Questi ultimi dati sulla deriva della Colombia sottolineano ancor di più la scorrettezza costante che caratterizza i nostri media quando sono costretti a parlare di una storia scandita dal modo disinvolto degli Stati uniti di far prevalere i propri interessi. Dopo tante paure e tentativi falliti, le FARC hanno liberato Ingrid Betancourt. L’ex presidente della repubblica italiana Francesco Cossiga, da sempre molto vicino ai governi di Washington, con il suo solito fare un po’ svagato e un po’ enigmatico, ha smentito la versione ufficiale [l’apparato militare del presidente Uribe, con un’accorta trama, ha letteralmente sfilato di mano gli ostaggi alla guerriglia] e ha commentato chiaro e tondo che quella è stata un’operazione completamente ideata, gestita e realizzata dalla CIA. Non a caso, infatti, per buon peso, grazie a questa operazione, hanno riacquistato la libertà, tra gli altri, anche tre “funzionari” dell’intelligence degli Stati uniti catturati [mi pare dopo un incidente aviatorio] qualche anno fa dalle FARC.
Dalla Svizzera, dove di transiti di denaro sanno molto, si è saputo che tutto è andato a buon fine perché sarebbero stati pagati 20 milioni di dollari [o di euro?] di riscatto proprio alle FARC o a quella parte di questa struttura attualmente allo sbando dopo la morte del portavoce Raul Reyes nel bombardamento da parte dei reparti speciali dell’esercito colombiano dell’accampamento dei guerriglieri riparati in territorio ecuadoriano e dopo la morte per infarto del capo storico Manuel Marulanda Vélez [noto come Tirofijo].

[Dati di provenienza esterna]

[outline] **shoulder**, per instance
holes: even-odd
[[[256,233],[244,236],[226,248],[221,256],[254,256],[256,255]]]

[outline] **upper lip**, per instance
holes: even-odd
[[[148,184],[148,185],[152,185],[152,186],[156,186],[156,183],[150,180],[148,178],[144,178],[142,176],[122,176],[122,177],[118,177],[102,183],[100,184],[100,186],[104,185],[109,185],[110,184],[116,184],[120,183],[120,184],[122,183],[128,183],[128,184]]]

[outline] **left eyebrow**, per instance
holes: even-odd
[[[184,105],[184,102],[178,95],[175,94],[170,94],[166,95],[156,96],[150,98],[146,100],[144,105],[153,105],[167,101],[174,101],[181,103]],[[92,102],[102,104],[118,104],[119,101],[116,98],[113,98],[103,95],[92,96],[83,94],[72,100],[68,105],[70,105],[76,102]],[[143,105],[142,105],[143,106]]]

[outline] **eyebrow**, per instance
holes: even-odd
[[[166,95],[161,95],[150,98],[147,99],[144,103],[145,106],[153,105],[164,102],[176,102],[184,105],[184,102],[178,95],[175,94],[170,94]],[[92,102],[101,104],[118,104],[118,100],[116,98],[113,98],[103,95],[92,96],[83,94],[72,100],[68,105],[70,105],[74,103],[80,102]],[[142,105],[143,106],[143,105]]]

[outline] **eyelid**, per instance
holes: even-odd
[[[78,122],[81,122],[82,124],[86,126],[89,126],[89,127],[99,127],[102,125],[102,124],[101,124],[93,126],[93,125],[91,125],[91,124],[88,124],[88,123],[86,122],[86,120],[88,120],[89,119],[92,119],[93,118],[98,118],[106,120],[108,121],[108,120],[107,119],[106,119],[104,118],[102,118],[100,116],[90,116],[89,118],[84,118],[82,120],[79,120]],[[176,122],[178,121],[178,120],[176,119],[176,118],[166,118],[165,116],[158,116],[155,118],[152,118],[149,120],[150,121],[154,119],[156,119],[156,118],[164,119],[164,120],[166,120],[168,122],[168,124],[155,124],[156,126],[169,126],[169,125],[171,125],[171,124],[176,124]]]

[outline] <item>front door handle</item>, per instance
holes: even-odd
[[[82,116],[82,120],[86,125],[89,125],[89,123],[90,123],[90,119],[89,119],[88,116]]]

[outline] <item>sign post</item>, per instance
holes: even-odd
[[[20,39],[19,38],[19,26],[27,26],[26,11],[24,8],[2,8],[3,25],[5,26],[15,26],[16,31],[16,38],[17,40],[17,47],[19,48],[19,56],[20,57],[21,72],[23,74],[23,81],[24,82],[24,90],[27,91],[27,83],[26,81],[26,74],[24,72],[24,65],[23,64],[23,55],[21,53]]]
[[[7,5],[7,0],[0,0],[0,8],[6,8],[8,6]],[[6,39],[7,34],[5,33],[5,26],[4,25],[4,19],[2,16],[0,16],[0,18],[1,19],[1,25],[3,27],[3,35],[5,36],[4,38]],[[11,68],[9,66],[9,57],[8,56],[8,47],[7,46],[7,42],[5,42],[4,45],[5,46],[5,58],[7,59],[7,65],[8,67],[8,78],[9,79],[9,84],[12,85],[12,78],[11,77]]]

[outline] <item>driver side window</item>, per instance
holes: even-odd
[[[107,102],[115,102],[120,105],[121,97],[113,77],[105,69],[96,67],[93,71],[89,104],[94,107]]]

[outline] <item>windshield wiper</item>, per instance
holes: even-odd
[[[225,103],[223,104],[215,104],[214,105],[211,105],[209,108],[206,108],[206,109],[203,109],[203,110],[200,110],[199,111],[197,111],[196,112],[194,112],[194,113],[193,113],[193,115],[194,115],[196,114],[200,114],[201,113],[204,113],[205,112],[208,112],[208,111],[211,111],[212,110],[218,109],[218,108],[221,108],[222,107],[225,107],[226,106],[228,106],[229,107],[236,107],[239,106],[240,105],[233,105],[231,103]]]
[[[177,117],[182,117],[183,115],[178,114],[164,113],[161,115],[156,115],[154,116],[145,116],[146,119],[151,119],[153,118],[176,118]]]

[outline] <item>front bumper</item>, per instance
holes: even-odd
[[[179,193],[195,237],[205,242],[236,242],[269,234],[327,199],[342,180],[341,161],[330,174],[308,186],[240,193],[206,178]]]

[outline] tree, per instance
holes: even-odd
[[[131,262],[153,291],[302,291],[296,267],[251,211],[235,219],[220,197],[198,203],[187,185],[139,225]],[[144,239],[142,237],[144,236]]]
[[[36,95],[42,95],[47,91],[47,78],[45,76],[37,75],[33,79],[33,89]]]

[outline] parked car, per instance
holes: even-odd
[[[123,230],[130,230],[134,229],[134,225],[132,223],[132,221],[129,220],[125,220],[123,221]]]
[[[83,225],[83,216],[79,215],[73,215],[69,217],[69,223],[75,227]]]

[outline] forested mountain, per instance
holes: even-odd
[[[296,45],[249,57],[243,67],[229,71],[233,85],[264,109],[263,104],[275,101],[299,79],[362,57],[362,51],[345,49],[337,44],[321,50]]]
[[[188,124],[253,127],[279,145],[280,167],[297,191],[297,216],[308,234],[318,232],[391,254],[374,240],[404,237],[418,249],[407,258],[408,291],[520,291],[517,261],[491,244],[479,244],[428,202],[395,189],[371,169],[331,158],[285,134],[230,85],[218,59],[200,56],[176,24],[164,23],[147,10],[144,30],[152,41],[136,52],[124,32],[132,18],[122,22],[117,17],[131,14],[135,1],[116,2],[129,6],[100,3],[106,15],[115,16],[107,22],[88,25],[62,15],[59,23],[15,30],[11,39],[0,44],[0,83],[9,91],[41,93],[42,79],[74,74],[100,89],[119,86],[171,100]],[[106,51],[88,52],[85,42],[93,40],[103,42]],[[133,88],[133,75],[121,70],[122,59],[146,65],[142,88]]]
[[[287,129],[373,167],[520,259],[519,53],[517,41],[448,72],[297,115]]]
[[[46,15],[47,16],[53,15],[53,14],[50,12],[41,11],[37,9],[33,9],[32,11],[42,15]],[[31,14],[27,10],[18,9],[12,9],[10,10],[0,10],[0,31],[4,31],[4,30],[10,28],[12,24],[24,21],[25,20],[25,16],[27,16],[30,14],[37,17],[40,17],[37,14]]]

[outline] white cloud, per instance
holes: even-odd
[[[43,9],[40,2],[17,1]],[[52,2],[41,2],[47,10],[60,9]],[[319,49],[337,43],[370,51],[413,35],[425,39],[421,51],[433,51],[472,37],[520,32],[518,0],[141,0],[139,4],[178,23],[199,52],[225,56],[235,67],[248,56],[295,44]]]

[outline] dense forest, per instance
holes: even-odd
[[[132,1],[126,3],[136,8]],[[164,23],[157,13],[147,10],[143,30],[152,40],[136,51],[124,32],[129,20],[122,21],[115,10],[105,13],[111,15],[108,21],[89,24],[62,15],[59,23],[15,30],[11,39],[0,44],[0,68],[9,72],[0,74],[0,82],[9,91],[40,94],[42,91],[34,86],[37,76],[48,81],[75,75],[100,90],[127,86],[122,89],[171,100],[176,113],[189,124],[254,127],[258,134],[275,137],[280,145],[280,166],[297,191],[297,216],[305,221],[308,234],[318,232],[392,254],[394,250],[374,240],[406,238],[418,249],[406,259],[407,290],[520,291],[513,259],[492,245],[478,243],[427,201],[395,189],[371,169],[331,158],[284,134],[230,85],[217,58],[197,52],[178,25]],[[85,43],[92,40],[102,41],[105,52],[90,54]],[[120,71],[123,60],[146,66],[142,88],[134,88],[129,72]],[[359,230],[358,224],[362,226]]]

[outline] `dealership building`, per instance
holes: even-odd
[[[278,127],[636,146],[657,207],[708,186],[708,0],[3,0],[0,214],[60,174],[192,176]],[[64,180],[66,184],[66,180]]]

L’operazione però, malgrado la sua plateale ambiguità, è stata descritta dai media occidentali come un successo del “democratico” Uribe, senza insistere mai sull’interrogativo di chi abbia pagato il riscatto e in base a quali accordi. Si è raccontata la crudeltà insensata e inutile delle FARC ma si è dimenticato, nella maggior parte degli articoli e dei servizi televisivi, che in Colombia è attivo il terrorismo di stato che, per esempio, quasi due anni fa ha portato alla strage di contadini della Comunità di pace di San José de Apartadó, compiuta da unità dell’esercito e per la quale ancora non è stato perseguito nessuno. I 14 capi paramilitari che Uribe, per non perdere il favore di Washington ha consegnato a maggio alla giustizia degli Stati uniti, saranno giudicati solo per reati di narcotraffico e non per le migliaia di assassinii ordinati e eseguiti. Forse proprio da loro presto o tardi si saprà la verità sullo spericolato percorso intrapreso da Uribe fin da quando era governatore della provincia di Antioquia. Ma certo, presentarlo come un vincitore è stata proprio un’infamia da parte della nostra più qualificata informazione.

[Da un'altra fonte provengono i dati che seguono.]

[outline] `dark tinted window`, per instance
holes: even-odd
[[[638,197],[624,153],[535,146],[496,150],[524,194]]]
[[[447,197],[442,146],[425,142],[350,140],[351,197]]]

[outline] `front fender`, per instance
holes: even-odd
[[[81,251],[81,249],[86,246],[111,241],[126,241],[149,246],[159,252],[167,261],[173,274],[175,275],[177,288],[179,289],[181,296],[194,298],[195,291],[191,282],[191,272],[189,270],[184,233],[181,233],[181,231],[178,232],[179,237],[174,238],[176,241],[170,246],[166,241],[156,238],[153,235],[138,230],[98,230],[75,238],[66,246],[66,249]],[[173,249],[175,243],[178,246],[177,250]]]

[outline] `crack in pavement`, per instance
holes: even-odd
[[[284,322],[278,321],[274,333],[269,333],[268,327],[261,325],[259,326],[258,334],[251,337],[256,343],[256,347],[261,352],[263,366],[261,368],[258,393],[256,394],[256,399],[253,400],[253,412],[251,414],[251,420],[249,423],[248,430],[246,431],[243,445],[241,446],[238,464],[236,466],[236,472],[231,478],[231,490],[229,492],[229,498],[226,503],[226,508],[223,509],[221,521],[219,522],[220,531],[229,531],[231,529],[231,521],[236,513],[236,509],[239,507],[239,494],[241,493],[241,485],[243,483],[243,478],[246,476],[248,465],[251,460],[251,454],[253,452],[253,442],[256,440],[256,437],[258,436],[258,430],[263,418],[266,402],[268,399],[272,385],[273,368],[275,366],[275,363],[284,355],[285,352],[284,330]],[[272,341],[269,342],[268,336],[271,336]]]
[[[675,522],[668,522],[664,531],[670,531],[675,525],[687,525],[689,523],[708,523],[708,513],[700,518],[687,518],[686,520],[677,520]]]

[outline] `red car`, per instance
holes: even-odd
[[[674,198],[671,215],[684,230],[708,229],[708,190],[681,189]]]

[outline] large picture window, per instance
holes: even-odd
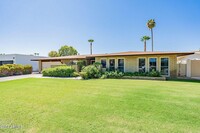
[[[146,71],[145,58],[139,58],[138,65],[139,65],[138,66],[139,72],[145,72]]]
[[[106,59],[101,60],[102,68],[106,68]]]
[[[149,71],[157,71],[157,58],[149,58]]]
[[[124,72],[124,59],[118,59],[118,70]]]
[[[110,59],[109,60],[109,70],[110,71],[115,71],[115,59]]]
[[[169,74],[169,59],[168,58],[161,58],[161,66],[160,72],[162,75]]]

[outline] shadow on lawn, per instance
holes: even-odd
[[[198,79],[178,79],[178,78],[170,78],[170,79],[167,79],[167,81],[200,83],[200,80],[198,80]]]

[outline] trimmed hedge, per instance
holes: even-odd
[[[77,77],[78,73],[76,73],[75,69],[70,66],[59,66],[44,69],[42,75],[49,77]]]
[[[120,79],[124,76],[124,74],[122,72],[118,72],[118,71],[111,71],[111,72],[105,72],[102,76],[101,79],[106,79],[106,78],[110,78],[110,79]]]
[[[83,79],[95,79],[101,77],[101,68],[96,65],[89,65],[82,69],[80,75]]]
[[[0,77],[31,74],[31,65],[5,64],[0,66]]]
[[[151,71],[151,72],[125,72],[124,76],[145,76],[145,77],[161,77],[161,73],[159,71]]]

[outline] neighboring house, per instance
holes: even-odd
[[[122,72],[147,72],[157,70],[167,77],[177,76],[177,57],[194,52],[119,52],[111,54],[74,55],[33,59],[39,61],[39,71],[54,65],[85,60],[87,65],[100,62],[104,69]]]
[[[0,55],[0,66],[3,64],[22,64],[31,65],[33,71],[39,71],[38,62],[33,62],[31,59],[44,58],[41,56],[23,55],[23,54],[5,54]]]
[[[178,57],[178,75],[181,77],[200,77],[200,51],[192,55]]]

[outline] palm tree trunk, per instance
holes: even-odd
[[[90,43],[90,54],[92,55],[92,43]]]
[[[144,52],[147,51],[147,44],[146,44],[146,41],[144,41]]]
[[[152,45],[152,52],[153,52],[153,28],[151,28],[151,45]]]

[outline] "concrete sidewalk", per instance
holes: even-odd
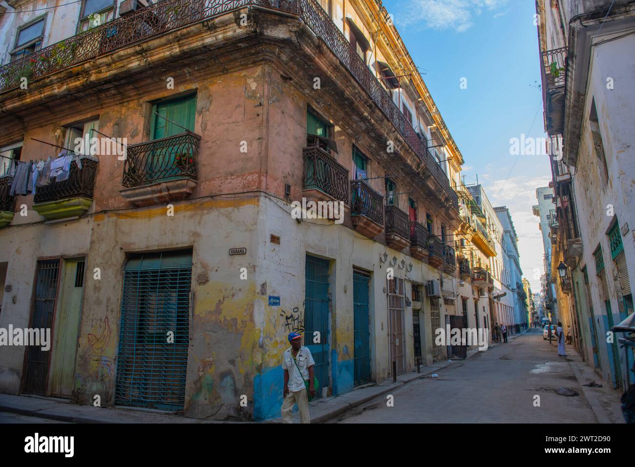
[[[76,405],[64,399],[0,394],[0,412],[70,423],[223,423],[187,418],[168,412],[135,408]],[[226,423],[226,422],[224,422]]]
[[[509,335],[508,341],[521,335],[524,332]],[[490,348],[498,345],[494,342]],[[467,353],[467,358],[478,354],[478,349]],[[385,380],[378,384],[370,384],[350,392],[335,397],[316,399],[309,403],[311,422],[323,423],[332,418],[368,402],[377,397],[389,394],[396,388],[422,377],[429,376],[442,368],[451,365],[457,360],[438,362],[429,367],[422,367],[421,372],[411,372],[400,375],[397,382],[392,379]],[[16,396],[0,394],[0,412],[19,414],[31,417],[57,420],[71,423],[231,423],[217,420],[201,420],[188,418],[182,415],[175,414],[152,409],[141,408],[95,407],[92,405],[77,405],[68,400],[39,396]],[[294,414],[295,421],[298,421],[298,414]],[[280,423],[280,418],[264,421],[262,423]]]
[[[522,335],[526,330],[521,331],[514,335],[507,335],[507,341],[516,339],[519,335]],[[493,342],[488,348],[492,348],[497,346],[505,345],[502,342]],[[467,358],[473,357],[478,354],[479,351],[478,349],[470,350],[467,352]],[[460,358],[455,360],[448,360],[444,362],[437,362],[434,365],[429,367],[422,367],[420,373],[416,372],[404,373],[397,377],[397,382],[393,382],[392,379],[385,380],[378,384],[370,384],[365,387],[354,389],[350,392],[342,394],[335,397],[327,397],[323,399],[316,399],[311,401],[309,403],[309,410],[311,416],[311,423],[324,423],[331,419],[350,410],[362,404],[372,400],[373,399],[390,394],[395,389],[406,384],[411,381],[416,381],[420,378],[429,377],[430,375],[436,373],[439,370],[446,368],[455,362],[462,362]],[[299,416],[296,412],[293,414],[293,422],[298,423],[300,422]],[[263,423],[281,423],[282,419],[277,418],[271,420],[266,420]]]

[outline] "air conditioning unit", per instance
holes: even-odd
[[[441,285],[436,279],[428,281],[426,290],[428,297],[441,297]]]
[[[119,16],[128,15],[147,6],[148,3],[145,0],[123,0],[119,4]]]

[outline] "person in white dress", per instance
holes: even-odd
[[[556,328],[556,335],[558,337],[558,355],[560,356],[566,356],[565,353],[565,330],[562,328],[562,323],[558,321]]]

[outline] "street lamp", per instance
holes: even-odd
[[[564,280],[566,277],[566,264],[562,261],[558,265],[558,273],[560,274],[560,278]]]

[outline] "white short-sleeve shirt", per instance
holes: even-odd
[[[295,393],[305,389],[304,382],[309,381],[309,368],[315,365],[316,362],[313,360],[311,351],[304,346],[300,347],[298,355],[295,356],[300,374],[298,372],[298,367],[296,367],[293,362],[293,355],[291,351],[291,347],[285,351],[282,368],[289,372],[289,384],[287,384],[289,390]]]

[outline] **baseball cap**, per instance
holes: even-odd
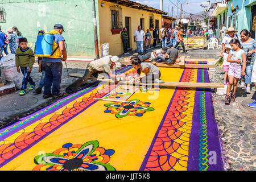
[[[110,60],[115,63],[119,63],[119,57],[117,56],[111,57]]]
[[[61,24],[56,24],[54,27],[54,28],[56,29],[63,29],[63,31],[64,32],[65,31],[64,30],[64,28],[63,26]]]

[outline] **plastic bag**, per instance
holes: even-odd
[[[17,72],[15,66],[15,55],[9,53],[2,58],[1,61],[2,72],[5,80],[14,83],[15,87],[20,89],[22,86],[23,76],[22,73]]]
[[[101,47],[101,57],[109,55],[109,43],[105,43]]]

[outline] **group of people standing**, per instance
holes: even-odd
[[[133,34],[134,41],[136,43],[137,52],[139,54],[143,55],[143,44],[145,43],[146,47],[149,47],[151,45],[151,40],[153,39],[153,47],[155,48],[156,42],[159,40],[159,35],[162,40],[161,47],[163,48],[167,46],[167,41],[170,41],[168,46],[174,47],[177,48],[179,44],[181,44],[183,49],[183,53],[187,53],[185,49],[185,46],[183,42],[184,29],[183,27],[179,28],[176,26],[174,28],[168,28],[164,26],[159,31],[157,27],[152,31],[152,34],[148,29],[145,33],[141,26],[138,26],[138,29]],[[121,33],[121,38],[122,40],[123,51],[125,55],[129,55],[130,53],[127,51],[127,39],[128,36],[127,28],[124,27]]]
[[[3,56],[3,52],[6,55],[9,54],[8,46],[11,53],[15,54],[16,49],[19,47],[19,39],[23,38],[22,34],[19,31],[16,27],[13,27],[7,30],[7,34],[2,31],[0,27],[0,60]]]
[[[226,35],[223,37],[222,51],[219,55],[224,59],[224,84],[227,85],[226,105],[235,101],[235,93],[240,80],[240,86],[245,86],[246,93],[250,93],[252,82],[256,88],[256,41],[251,38],[251,33],[247,30],[242,30],[240,36],[236,34],[237,32],[233,27],[229,27],[225,32]],[[230,96],[232,86],[233,92]],[[256,107],[256,102],[249,104],[248,106]]]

Chi ha deciso di tacere, invece, è stata Ingrid Betancourt. Chi per ben sette anni ha patito sofferenze fisiche e morali difficilmente immaginabili ha il diritto di farlo e anche di parlare dicendo solo ovvietà. Penso che nessuno, anche nel mondo progressista o della sinistra, sia così indiscutibile da sentirsi autorizzato a giudicarla. Certo, Ingrid ha preso tempo Non si presenterà alle elezioni e quindi, se ancora sentirà passione per la politica del suo paese, parlerà, semmai, in futuro, dopo l’uscita di scena di Uribe, che sta cambiando la costituzione della Colombia per garantirsi il terzo mandato presidenziale consecutivo. Anche chi vede in questo appartarsi della Betancourt una resa, deve avere l’onestà intellettuale di ammettere che non era Ingrid la persona attrezzata adesso per bloccare l’ennesima trama di Uribe con gli Stati uniti nell’ambito del famigerato Plan Colombia. Un progetto che la pur disinvolta Comunità europea rifiutò, definendolo non un piano di rilancio di un paese ma, testualmente “un piano militare”.

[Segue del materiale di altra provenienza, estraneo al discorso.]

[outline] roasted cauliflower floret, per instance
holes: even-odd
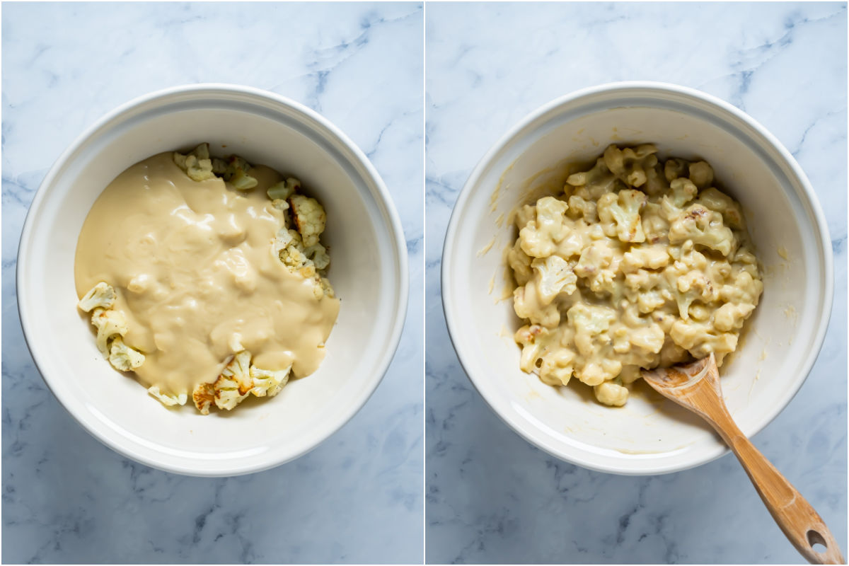
[[[115,305],[115,299],[116,295],[112,286],[101,281],[80,299],[77,306],[83,312],[88,312],[97,307],[110,309]]]
[[[132,372],[144,363],[144,354],[124,344],[121,336],[115,336],[110,346],[109,361],[121,372]]]
[[[669,226],[670,244],[686,240],[716,249],[722,255],[737,249],[737,238],[722,223],[722,215],[699,204],[689,206]]]
[[[622,406],[641,368],[721,363],[763,283],[740,205],[713,182],[704,161],[610,146],[559,199],[521,207],[507,254],[521,369]]]
[[[110,342],[115,336],[124,336],[128,330],[127,318],[120,311],[107,311],[98,307],[92,312],[92,324],[98,329],[98,350],[109,357]]]
[[[238,155],[231,155],[223,164],[216,163],[216,170],[221,171],[222,167],[223,171],[221,172],[221,176],[236,189],[246,191],[253,188],[259,182],[248,174],[251,169],[250,164]]]
[[[618,378],[593,385],[593,392],[599,402],[610,406],[622,406],[628,400],[628,389]]]
[[[548,305],[560,293],[571,294],[577,277],[569,262],[559,255],[549,255],[544,260],[537,259],[531,263],[536,277],[540,301]]]
[[[646,203],[645,193],[634,189],[608,193],[598,203],[599,218],[604,233],[622,242],[644,242],[645,233],[640,210]]]
[[[212,384],[198,384],[192,392],[192,401],[201,415],[210,414],[210,407],[215,402],[215,386]]]
[[[290,366],[286,369],[274,372],[251,366],[250,379],[253,387],[250,392],[257,397],[273,397],[289,381],[289,373],[292,367]]]
[[[166,406],[185,405],[186,401],[188,399],[188,396],[185,393],[180,393],[179,395],[165,393],[160,389],[158,385],[152,385],[151,387],[149,387],[148,393],[155,397],[159,402],[162,403]]]
[[[531,257],[545,258],[554,253],[557,244],[568,234],[563,223],[569,207],[554,197],[543,197],[537,201],[537,216],[519,231],[522,251]]]
[[[245,401],[254,387],[250,378],[250,352],[242,350],[233,356],[213,384],[215,405],[233,410]]]
[[[304,246],[308,248],[318,244],[318,237],[324,232],[327,224],[324,208],[315,199],[302,194],[290,196],[289,204],[292,207],[292,219],[301,233]]]
[[[689,177],[699,190],[707,188],[713,183],[713,168],[707,161],[689,164]]]
[[[273,185],[266,191],[268,198],[272,200],[288,200],[292,194],[301,190],[301,182],[295,177],[289,177],[285,181]]]
[[[327,269],[330,265],[330,256],[327,255],[327,249],[320,244],[304,248],[304,255],[312,261],[312,265],[319,271]]]
[[[575,352],[562,349],[549,352],[543,356],[539,367],[539,378],[549,385],[566,385],[575,369]]]
[[[743,210],[731,197],[713,187],[699,193],[695,202],[722,215],[726,225],[735,230],[743,229]]]
[[[526,325],[516,331],[514,338],[522,346],[519,367],[523,372],[530,373],[536,368],[548,336],[548,328],[538,324]]]
[[[209,143],[201,143],[186,155],[175,151],[173,158],[177,166],[185,171],[192,181],[206,181],[215,178],[215,173],[212,171],[212,160],[210,159]]]

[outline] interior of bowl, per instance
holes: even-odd
[[[696,417],[638,382],[627,404],[598,404],[582,384],[551,387],[519,369],[504,249],[517,206],[562,188],[571,162],[609,143],[657,145],[707,160],[746,212],[764,292],[738,350],[722,369],[728,409],[752,434],[790,401],[809,371],[828,318],[829,250],[803,178],[745,120],[691,98],[642,91],[581,98],[531,120],[473,173],[454,210],[443,257],[452,339],[487,402],[520,434],[580,465],[621,474],[684,469],[724,445]]]
[[[48,175],[21,240],[19,301],[27,342],[51,389],[90,432],[127,456],[168,470],[229,475],[270,468],[344,424],[380,382],[406,301],[402,235],[376,174],[323,121],[261,96],[188,92],[137,105],[104,124]],[[200,415],[166,409],[113,370],[76,308],[74,254],[100,192],[155,154],[209,142],[298,177],[327,210],[323,241],[341,300],[327,356],[274,398]]]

GLI URAGANI, LA AGUERO E LA SOLITA IPOCRISIA DELL’INFORMAZIONE
Tutti gli spunti accennati in questo editoriale trovano riscontro e approfondimento in questo numero 104 di Latinoamerica, che vorrei chiosare sottolineando due ennesime scorrettezze verso Cuba che, evidentemente, sono il prezzo che molti giornalisti pagano per esistere.
La prima riguarda i missili della Russia di Putin che la perversa Revolución, dimentica della lezione della storia, avrebbe deciso di ospitare nuovamente sul proprio territorio. Lo afferma Omero Ciai su la Repubblica, nel patetico tentativo di distogliere l’attenzione dai meriti di un governo capace, nel mese di settembre, al contrario degli altri paesi caraibici e degli stessi Stati uniti, di ridurre al minimo, grazie a una Protezione civile efficiente e lodata dall’Onu, i danni degli uragani Gustav e Ike. Un milione di persone evacuate in 24 ore e solo 4 morti, anche se la furia degli elementi ha distrutto più di 300mila abitazioni. A commentare questo scenario Ciai ha chiamato Carlos Franqui, sedicente esperto di Cuba che manca dall’isola da oltre 40 anni e che, miseramente tacendo quello che è davanti agli occhi di tutti, sostiene che Cuba rischia “l’haitizzazione”. Sono 50 anni che leggiamo queste “minchiate” profetiche, mai azzeccate, neanche una volta.
L’altra scorretezza riguarda il modo di raccontare la vicenda di Tai Aguero, la pallavolista che, dopo aver vinto due Olimpiadi con la nazionale cubana, lasciò sette anni fa, ben conscia delle conseguenze del suo gesto, il ritiro della sua squadra in Svizzera per un sontuoso contatto professionistico che l’aspettava in Italia. Vorrei sapere perché le nazioni ricche hanno il diritto di saccheggiare un movimento sportivo capace di valorizzare le qualità di un popolo [come non sanno fare, per esempio, in Brasile o in Messico] fino a vincere, malgrado la ristrettezza dei mezzi, Mondiali e Olimpiadi in tante discipline, senza che il lavoro di formazione e di tutela svolto sia rispettato, né moralmente né economicamente. Perché reputiamo giusto che i nostri club si svenino per un calciatore brasiliano o argentino, mentre pensiamo che un atleta cubano [nella pallavolo, nell’atletica, nella boxe, nel baseball, etc] si può “rubare” impunemente e addirittura utilizzare per far vincere trofei alle nostre nazionali, altrimenti sconfitte? Perché un paese come Cuba non ha il diritto di fissare delle regole, ben note ad atleti come la Aguero, per difendersi da questo esproprio?